Despolitización, artificiosas soluciones escénicas y dignificación de las miserias humanas son algunas de las críticas más frecuentes a esta ficción histórica, cuya libre representación no puede dejarnos indiferentes. Que no resuelve quién mató a Gaitán, que el 'bogotazo' solo se ve al final o que no alcanza a trascender el para nosotros llamado 'crimen del siglo' -título atinado de la investigación emprendida por el dramaturgo Miguel Torres-. Quien desató una tormenta nacional, cuyas secuelas están vigentes, al presuntamente dispararle al caudillo liberal, nunca se imaginó que su apellido serviría para focalizar las opiniones de los "expertos" 65 años después.

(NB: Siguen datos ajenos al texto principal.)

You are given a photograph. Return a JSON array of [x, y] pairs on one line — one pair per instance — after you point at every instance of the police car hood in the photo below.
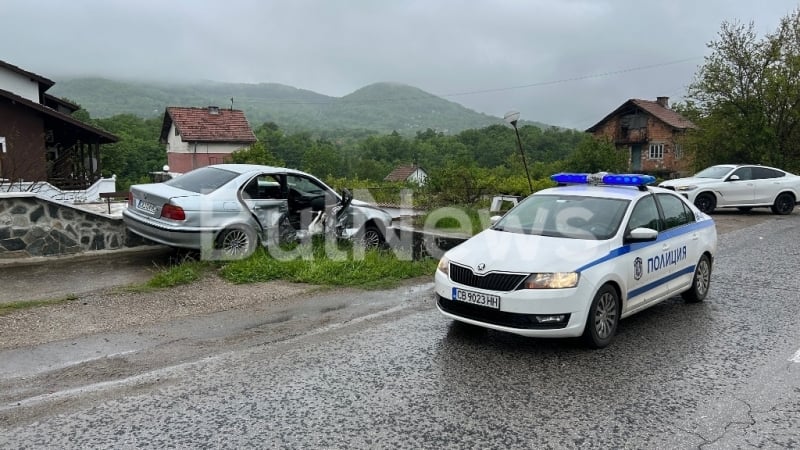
[[514, 252]]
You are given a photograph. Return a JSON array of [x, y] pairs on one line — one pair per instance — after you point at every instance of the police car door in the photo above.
[[645, 282], [682, 255]]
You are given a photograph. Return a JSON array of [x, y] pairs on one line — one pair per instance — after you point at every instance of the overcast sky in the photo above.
[[561, 62]]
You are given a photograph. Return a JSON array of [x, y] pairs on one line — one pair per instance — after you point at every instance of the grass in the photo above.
[[370, 269], [8, 308]]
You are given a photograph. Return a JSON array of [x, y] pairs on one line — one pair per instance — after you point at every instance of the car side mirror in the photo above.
[[641, 235], [347, 198]]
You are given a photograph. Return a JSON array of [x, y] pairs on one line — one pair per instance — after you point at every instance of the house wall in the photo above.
[[657, 132], [19, 84], [24, 155]]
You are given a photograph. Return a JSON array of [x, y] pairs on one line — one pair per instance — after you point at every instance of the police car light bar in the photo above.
[[627, 179]]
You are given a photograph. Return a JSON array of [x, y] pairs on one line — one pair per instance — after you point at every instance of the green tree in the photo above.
[[746, 97], [597, 155]]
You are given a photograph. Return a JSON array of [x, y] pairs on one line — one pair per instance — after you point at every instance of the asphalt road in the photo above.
[[385, 370]]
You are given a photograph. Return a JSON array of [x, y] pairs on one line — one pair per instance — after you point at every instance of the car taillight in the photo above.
[[173, 212]]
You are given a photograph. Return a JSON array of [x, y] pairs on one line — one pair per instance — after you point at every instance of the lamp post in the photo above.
[[512, 117]]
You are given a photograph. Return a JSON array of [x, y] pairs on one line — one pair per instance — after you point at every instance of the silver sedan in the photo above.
[[229, 209]]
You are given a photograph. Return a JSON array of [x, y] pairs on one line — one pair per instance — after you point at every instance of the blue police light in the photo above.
[[628, 179], [570, 178]]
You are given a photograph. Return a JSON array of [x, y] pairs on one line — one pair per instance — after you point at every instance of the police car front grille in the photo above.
[[492, 281]]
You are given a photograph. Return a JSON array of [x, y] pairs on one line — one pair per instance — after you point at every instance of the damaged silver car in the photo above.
[[229, 209]]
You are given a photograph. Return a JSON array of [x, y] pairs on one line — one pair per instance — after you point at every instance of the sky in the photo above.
[[561, 62]]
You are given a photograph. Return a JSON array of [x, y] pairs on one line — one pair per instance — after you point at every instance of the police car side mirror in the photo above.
[[641, 235]]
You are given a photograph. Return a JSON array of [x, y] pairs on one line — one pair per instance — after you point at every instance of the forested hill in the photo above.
[[381, 107]]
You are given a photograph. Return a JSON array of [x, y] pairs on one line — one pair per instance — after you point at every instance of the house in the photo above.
[[197, 137], [650, 132], [412, 174], [39, 139]]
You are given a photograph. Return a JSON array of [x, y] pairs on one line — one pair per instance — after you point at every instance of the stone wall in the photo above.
[[31, 225]]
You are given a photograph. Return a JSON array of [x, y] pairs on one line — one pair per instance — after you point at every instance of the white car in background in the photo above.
[[739, 186]]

Por cuanto la atención se centra en un demencial personaje, que en algún momento se cree ligera reencarnación del fundador Jiménez de Quesada y el general Santander, posee Juan Roa Sierra las características del antihéroe o perdedor, cuyos móviles criminales son secundarios ante la magnitud de los hechos por él indirectamente acarreados. Actúa quizás como un chivo expiatorio, en donde nada se sabe de las responsabilidades atribuidas a las dos cúpulas de los partidos tradicionales, a las intervenciones del Partido Comunista o de los intereses imperialistas en juego propulsados por la Conferencia Panamericana de Países.

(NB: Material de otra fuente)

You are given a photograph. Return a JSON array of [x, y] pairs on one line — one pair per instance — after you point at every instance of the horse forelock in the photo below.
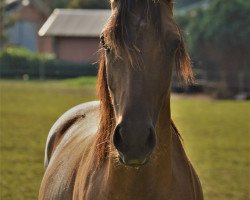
[[115, 34]]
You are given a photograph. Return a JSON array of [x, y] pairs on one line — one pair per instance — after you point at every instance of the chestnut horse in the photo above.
[[126, 147]]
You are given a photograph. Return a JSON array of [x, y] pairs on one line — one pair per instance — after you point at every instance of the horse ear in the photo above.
[[170, 3]]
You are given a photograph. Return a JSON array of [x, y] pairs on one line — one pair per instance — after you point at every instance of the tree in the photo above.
[[220, 34]]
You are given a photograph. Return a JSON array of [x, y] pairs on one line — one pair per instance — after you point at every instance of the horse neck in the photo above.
[[160, 164]]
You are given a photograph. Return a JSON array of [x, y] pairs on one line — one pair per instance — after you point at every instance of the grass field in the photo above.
[[216, 136]]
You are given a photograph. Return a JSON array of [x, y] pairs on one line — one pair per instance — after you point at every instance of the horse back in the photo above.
[[59, 130]]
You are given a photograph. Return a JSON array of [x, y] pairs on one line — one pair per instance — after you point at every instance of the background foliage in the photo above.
[[218, 37]]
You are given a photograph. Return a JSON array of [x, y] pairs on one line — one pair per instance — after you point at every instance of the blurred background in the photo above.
[[49, 62]]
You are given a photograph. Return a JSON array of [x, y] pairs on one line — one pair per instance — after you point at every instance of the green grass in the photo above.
[[216, 136]]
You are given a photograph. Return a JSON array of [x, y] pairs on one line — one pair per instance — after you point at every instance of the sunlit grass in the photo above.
[[216, 136]]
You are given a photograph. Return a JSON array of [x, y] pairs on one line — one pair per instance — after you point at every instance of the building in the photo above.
[[29, 16], [75, 33]]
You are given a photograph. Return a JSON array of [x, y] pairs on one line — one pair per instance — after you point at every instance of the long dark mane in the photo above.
[[117, 37]]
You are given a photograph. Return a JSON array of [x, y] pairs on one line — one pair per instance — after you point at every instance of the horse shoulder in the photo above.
[[184, 173], [60, 128]]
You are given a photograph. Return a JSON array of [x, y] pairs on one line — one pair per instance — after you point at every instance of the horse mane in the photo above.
[[116, 36]]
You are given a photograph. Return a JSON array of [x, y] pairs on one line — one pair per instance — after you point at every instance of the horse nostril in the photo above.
[[151, 140], [117, 138]]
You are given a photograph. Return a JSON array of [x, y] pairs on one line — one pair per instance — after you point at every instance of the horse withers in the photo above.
[[126, 146]]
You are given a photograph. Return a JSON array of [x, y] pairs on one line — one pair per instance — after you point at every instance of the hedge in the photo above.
[[18, 62]]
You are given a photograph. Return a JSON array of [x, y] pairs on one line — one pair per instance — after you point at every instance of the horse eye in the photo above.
[[104, 45]]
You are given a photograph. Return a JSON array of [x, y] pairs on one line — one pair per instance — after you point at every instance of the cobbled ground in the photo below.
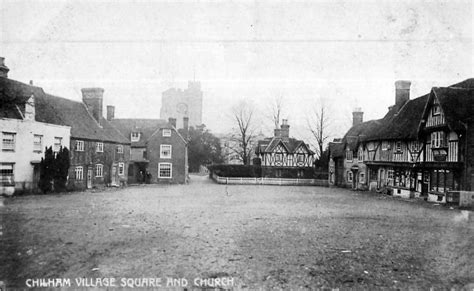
[[264, 237]]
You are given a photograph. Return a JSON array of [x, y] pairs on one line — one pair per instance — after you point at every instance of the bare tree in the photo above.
[[275, 110], [318, 124], [244, 134]]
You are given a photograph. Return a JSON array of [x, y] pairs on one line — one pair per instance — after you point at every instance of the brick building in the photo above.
[[159, 152]]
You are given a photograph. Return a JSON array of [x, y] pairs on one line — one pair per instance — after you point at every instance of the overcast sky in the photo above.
[[349, 52]]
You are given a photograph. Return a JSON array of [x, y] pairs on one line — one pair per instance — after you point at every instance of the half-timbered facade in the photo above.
[[281, 151], [421, 147]]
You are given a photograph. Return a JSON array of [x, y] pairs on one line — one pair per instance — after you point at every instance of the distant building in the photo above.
[[159, 152], [32, 120], [421, 147], [178, 103]]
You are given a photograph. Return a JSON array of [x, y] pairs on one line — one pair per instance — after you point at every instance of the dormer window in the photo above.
[[166, 132], [435, 109], [135, 136]]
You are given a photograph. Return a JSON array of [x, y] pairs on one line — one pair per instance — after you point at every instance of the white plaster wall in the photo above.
[[23, 154]]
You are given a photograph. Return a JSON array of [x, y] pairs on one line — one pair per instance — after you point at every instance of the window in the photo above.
[[57, 144], [362, 178], [300, 158], [165, 151], [37, 143], [349, 155], [278, 158], [398, 146], [164, 170], [99, 170], [8, 141], [121, 169], [6, 174], [99, 147], [79, 145], [79, 173], [435, 109], [438, 139], [135, 136], [166, 132]]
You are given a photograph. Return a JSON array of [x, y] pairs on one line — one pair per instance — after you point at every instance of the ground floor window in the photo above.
[[99, 170], [121, 169], [79, 173], [349, 176], [164, 170], [6, 173]]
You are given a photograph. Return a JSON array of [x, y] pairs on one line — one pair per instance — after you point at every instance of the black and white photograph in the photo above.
[[236, 145]]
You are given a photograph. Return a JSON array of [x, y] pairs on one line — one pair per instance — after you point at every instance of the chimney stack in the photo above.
[[172, 121], [110, 112], [285, 130], [357, 116], [3, 68], [186, 125], [93, 99], [402, 92]]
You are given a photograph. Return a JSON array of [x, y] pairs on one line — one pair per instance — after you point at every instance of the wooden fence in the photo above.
[[268, 181]]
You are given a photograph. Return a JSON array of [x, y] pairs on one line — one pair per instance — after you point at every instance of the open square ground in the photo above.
[[260, 236]]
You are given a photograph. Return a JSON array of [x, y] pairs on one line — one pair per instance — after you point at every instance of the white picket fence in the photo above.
[[268, 181]]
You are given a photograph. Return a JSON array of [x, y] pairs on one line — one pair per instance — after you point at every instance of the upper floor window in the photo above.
[[99, 147], [79, 145], [165, 151], [166, 132], [435, 109], [438, 139], [37, 143], [135, 136], [8, 141], [349, 155], [398, 146], [58, 141]]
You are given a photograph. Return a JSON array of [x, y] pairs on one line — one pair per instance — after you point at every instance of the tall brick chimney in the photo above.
[[93, 99], [172, 121], [285, 130], [3, 68], [402, 92], [110, 112], [357, 116]]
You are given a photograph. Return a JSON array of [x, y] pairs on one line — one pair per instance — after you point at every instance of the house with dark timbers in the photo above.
[[421, 147], [284, 157]]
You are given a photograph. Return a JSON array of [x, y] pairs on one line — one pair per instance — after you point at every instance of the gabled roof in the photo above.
[[456, 103], [13, 96], [269, 144], [55, 110], [146, 127]]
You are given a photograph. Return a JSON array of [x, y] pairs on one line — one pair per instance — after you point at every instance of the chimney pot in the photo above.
[[110, 112], [3, 68], [357, 116], [402, 92], [93, 99]]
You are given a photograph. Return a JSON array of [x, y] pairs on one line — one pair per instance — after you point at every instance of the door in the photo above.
[[113, 177], [89, 178]]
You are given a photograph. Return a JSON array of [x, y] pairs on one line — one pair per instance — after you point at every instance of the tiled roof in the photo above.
[[268, 145], [457, 105], [57, 110], [145, 126]]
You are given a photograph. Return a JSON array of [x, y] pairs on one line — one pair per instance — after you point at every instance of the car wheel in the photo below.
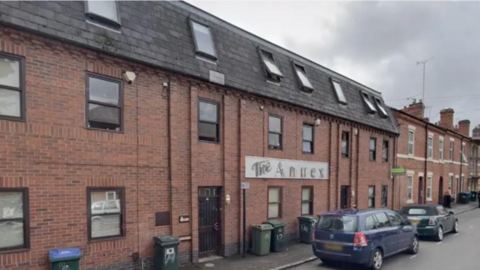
[[414, 245], [439, 236], [456, 227], [377, 260]]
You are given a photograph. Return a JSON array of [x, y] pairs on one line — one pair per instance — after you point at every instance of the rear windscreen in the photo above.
[[338, 223]]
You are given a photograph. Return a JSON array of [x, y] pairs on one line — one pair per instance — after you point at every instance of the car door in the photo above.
[[389, 234]]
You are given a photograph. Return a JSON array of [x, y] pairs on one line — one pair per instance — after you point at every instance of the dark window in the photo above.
[[307, 201], [203, 40], [345, 144], [103, 11], [384, 196], [273, 72], [106, 218], [208, 121], [307, 141], [302, 78], [274, 132], [274, 202], [12, 87], [371, 196], [385, 151], [373, 149], [339, 92], [104, 103], [14, 227]]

Roa (el personaje), encarnado por Mauricio Puentes y más allá del sello humilde o de loquito que lo envuelve, a todas luces resulta una descripción válida: albañil temporal, desempleado y arrimado de oficio, taxista frustrado e ingenuo seguidor gaitanista, quien de la noche a la mañana desarrolla un rencor patológico hacia el líder popular. Sobra entonces la recreación del decoroso refugio familiar de una esposa idealizada, o falseada, con la inexpresividad propia de la actriz Catalina Sandino, quien solo se limita a decir "estatua" (camine erguido, mijo).
El caleño Andrés Baiz, virtuoso director con pretensiones de autor, hizo de su ópera prima (Satanás) una referencia bogotana obligatoria a partir de la novela homónima de Mario Mendoza, y de la coproducción española La cara oculta un modelo criollo de suspenso. Esta vez, reproduce una impecable ambientación del centro de la ciudad y sus alrededores -de la calle 13 y San Agustín a La Merced y Teusaquillo-, dirige con matices temperamentales a sus actores y finalmente sorprende al espectador con un giro dramático que se presta para insinuar una manipulación de nebulosos poderes ocultos.